On Wednesday, 11 September 2013 at 20:16:52 UTC, H. S. Teoh wrote:
On Wed, Sep 11, 2013 at 10:07:02PM +0200, Jacob Carlborg wrote:
On 2013-09-11 17:09, Dicebot wrote:

>Those should be provided as sources and built by dub too.
>Distributing binary packages requires both package signing and
>reasonable web of trust - something that is not easy to "just
>implement" from scratch. Otherwise any single malicious >package may
>ruin reputation of the whole system.

The same can be said of malicious source code. Just because it wasn't precompiled for you doesn't mean you're going to read through every line to ensure there are no malicious bits before compiling and using it. Using the package at all -- regardless of whether it's source or binary
-- implies a certain level of trust already.

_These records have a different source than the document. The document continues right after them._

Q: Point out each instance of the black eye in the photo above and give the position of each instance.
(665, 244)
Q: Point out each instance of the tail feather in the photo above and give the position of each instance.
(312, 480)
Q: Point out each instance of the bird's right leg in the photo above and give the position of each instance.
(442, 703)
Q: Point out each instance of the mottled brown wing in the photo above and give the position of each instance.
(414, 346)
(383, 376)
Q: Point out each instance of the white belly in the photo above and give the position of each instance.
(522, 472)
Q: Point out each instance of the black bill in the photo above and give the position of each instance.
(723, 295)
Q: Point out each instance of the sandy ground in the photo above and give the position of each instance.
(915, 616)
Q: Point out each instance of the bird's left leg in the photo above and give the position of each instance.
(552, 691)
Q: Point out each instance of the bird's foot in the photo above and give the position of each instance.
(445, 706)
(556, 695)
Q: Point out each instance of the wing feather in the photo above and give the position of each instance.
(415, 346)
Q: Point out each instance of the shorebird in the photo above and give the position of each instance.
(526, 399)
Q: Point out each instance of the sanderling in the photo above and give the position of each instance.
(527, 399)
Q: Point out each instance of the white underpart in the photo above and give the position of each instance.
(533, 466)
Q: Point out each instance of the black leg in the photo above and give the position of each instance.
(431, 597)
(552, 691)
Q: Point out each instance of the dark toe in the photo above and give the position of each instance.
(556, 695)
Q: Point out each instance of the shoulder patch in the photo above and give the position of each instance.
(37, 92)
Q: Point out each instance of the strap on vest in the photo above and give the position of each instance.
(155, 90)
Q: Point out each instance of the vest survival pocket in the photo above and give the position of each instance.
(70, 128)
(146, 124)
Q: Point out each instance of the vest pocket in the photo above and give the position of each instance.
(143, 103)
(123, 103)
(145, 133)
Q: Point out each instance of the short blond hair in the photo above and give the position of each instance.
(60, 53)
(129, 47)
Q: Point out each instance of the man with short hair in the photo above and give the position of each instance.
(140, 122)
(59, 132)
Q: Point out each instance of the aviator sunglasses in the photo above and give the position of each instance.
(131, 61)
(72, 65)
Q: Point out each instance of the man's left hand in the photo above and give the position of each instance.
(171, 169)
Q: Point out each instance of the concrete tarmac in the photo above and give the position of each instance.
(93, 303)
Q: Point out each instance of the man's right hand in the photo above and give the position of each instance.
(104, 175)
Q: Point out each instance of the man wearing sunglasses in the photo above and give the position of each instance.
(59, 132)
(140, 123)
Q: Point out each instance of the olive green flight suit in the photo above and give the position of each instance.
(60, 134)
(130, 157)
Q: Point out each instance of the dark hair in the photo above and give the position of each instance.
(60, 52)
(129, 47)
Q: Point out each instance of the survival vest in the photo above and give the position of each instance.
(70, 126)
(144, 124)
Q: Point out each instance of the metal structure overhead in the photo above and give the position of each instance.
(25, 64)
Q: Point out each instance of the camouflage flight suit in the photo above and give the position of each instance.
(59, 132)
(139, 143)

Source packages are never trusted by default. It is your (and community) responsibility to verify the source if it is important. Or just ignore the possible consequences if it is not worth it. Contrary to this, binary package does not leave any verification options and in absence of any package signing / trust network one has no other choice but to always consider those harmful.

It is subtle but important difference. As far as I am aware, all major Linux distributions have rather complex infrastructure that assures basic package safety. It is imperfect, of course, but any custom system will be far far away even from that.